According to latest Stonehage Fleming Four Pillars of Capital research, 85% of wealthy families consider philanthropy a central part of their purpose and values, yet only 22% have a formal process for strategy and grant making. However, failing to employ a more structured approach to philanthropy is a missed opportunity for families, according to Priyanka Hindocha, Director in our UK Family Office division.
“From what we see, a family's philanthropic giving is much more effective when there is some structure to it and you can measure success,” she told guests at our 2023 Family Investment Conference held at our offices earlier this month.

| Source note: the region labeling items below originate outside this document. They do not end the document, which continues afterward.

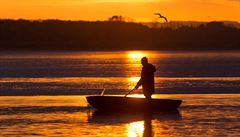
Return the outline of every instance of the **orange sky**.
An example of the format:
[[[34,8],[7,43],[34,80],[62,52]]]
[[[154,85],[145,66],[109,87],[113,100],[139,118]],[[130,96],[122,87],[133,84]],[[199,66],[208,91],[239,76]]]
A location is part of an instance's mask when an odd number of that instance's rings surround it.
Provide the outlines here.
[[[240,0],[0,0],[0,18],[106,20],[122,15],[156,21],[230,20],[240,22]]]

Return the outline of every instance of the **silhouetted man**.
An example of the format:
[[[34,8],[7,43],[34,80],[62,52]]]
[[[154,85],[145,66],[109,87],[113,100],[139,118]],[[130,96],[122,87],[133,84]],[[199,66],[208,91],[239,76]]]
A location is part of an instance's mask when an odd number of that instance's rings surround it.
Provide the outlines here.
[[[138,81],[135,89],[138,89],[138,87],[142,85],[144,96],[146,99],[151,99],[154,93],[154,72],[156,72],[156,68],[148,63],[147,57],[143,57],[141,63],[143,65],[141,79]]]

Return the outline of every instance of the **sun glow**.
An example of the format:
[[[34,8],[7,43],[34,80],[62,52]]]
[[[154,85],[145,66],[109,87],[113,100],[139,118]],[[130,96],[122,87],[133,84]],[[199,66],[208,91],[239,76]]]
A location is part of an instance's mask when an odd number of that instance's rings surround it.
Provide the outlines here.
[[[140,52],[140,51],[132,51],[127,54],[128,58],[130,59],[141,59],[142,57],[145,57],[147,54]]]

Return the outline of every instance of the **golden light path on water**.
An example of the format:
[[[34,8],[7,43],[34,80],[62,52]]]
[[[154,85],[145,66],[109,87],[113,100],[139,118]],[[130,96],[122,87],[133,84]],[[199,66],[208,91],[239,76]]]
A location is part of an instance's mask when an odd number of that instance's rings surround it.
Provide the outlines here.
[[[132,122],[126,125],[128,137],[141,137],[144,131],[144,121]]]

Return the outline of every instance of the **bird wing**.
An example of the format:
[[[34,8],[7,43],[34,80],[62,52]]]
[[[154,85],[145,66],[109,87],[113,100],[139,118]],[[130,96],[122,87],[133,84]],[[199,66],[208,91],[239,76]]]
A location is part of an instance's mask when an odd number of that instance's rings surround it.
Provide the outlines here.
[[[167,18],[166,18],[166,17],[162,17],[162,18],[164,18],[164,19],[165,19],[165,21],[166,21],[166,22],[168,22],[168,20],[167,20]]]

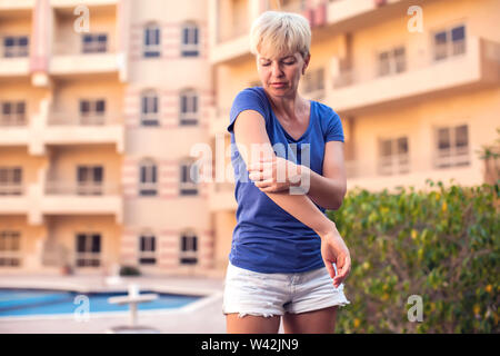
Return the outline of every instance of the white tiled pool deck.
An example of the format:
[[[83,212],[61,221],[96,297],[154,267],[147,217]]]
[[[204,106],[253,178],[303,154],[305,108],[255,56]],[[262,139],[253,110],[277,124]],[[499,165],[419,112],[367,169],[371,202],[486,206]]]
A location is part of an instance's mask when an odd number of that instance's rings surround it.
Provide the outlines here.
[[[178,309],[139,310],[138,325],[164,334],[223,334],[223,279],[212,277],[120,277],[107,283],[89,276],[1,276],[0,288],[40,288],[90,291],[126,291],[129,284],[141,290],[199,295],[203,298]],[[76,305],[77,308],[78,305]],[[92,313],[88,320],[74,315],[0,317],[0,334],[102,334],[111,327],[128,326],[129,312]]]

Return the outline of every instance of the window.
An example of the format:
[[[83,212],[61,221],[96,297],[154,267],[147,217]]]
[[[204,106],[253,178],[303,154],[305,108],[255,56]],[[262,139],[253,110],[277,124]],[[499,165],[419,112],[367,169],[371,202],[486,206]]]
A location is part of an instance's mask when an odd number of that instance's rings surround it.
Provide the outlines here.
[[[193,196],[198,194],[198,166],[191,162],[181,164],[180,194]]]
[[[28,36],[7,36],[3,38],[3,57],[28,57]]]
[[[102,195],[103,194],[102,166],[78,166],[77,167],[77,192],[79,195]]]
[[[181,56],[198,57],[199,30],[194,23],[184,23],[182,27]]]
[[[156,90],[146,90],[141,96],[142,126],[158,126],[158,93]]]
[[[99,267],[101,255],[101,235],[79,233],[76,239],[77,267]]]
[[[22,194],[22,168],[0,167],[0,196]]]
[[[161,56],[161,31],[156,23],[150,23],[144,28],[142,56],[144,58],[156,58]]]
[[[151,234],[142,234],[139,237],[139,264],[156,265],[156,237]]]
[[[198,263],[198,237],[191,233],[181,236],[181,250],[179,254],[181,265],[196,265]]]
[[[157,165],[151,159],[140,164],[139,194],[141,196],[157,195]]]
[[[24,101],[3,101],[1,110],[0,126],[22,126],[27,123]]]
[[[434,60],[459,56],[466,52],[466,27],[457,26],[434,33]]]
[[[0,267],[21,265],[21,234],[19,231],[0,231]]]
[[[324,90],[324,69],[319,68],[306,72],[304,92],[313,93]]]
[[[407,69],[404,47],[397,47],[379,53],[379,76],[400,73]]]
[[[106,100],[80,100],[80,123],[103,125],[106,116]]]
[[[82,53],[104,53],[108,50],[108,34],[86,33],[81,38]]]
[[[408,138],[380,140],[379,174],[400,175],[409,170]]]
[[[180,125],[198,123],[198,96],[193,90],[188,90],[180,96]]]
[[[437,168],[467,166],[469,159],[469,129],[467,125],[437,129]]]

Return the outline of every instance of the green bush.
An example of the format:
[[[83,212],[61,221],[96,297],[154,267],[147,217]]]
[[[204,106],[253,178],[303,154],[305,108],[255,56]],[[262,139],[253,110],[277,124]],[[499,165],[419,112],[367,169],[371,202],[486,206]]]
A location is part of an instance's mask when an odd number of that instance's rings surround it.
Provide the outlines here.
[[[328,211],[352,259],[336,332],[499,333],[499,182],[349,191]],[[408,318],[411,295],[422,322]]]
[[[120,267],[120,276],[140,276],[141,271],[139,268],[133,266],[121,266]]]

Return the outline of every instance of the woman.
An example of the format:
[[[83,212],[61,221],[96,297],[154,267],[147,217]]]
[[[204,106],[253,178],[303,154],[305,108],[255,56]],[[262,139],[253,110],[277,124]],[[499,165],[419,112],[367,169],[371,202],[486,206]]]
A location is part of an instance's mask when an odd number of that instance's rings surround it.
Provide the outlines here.
[[[342,126],[298,93],[311,58],[306,18],[267,11],[250,40],[262,87],[238,93],[228,127],[238,209],[227,330],[278,333],[282,316],[284,333],[333,333],[337,308],[350,303],[349,250],[324,215],[347,189]]]

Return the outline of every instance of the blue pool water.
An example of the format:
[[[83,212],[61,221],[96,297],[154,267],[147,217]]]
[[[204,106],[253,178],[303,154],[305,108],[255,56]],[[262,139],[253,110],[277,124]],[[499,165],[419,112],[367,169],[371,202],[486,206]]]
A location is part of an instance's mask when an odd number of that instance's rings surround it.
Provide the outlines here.
[[[141,290],[142,294],[156,293]],[[153,301],[138,304],[139,310],[149,309],[172,309],[186,306],[200,299],[196,296],[182,296],[171,294],[158,294]],[[20,315],[46,315],[46,314],[73,314],[77,308],[83,306],[81,298],[88,297],[90,313],[94,312],[126,312],[129,305],[116,305],[108,303],[108,298],[126,296],[122,293],[89,293],[81,294],[74,291],[59,290],[36,290],[36,289],[0,289],[0,317]]]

The first step in putting together a structured approach to philanthropy, Priyanka added, is getting to the bottom of what the family wants to achieve, collectively. “When we first talk to families about philanthropy, we often start by asking about their purpose; what is their motivation here. After that, we can move on to devising a strategy to help them get there.”
Once the high level concepts have been discussed as to the family’s goals, she explained, the detail can be filled in. “With the main objectives in mind, we are then able to move on to the practical considerations of where to allocate the capital: which sector or sectors you want to support, who do you want to give to, how much to you want to give and how often. Only then, can my team and I start to put in place the structures to make that happen, which could be via a trust or foundation. .”
For Priyanka, measuring impact is a crucial element of any philanthropic strategy. “Critically, the plan should include a way of measuring success,” she said. “We ask our clients to think about and establish what success looks like for them. Then we can help with putting those KPIs in place.”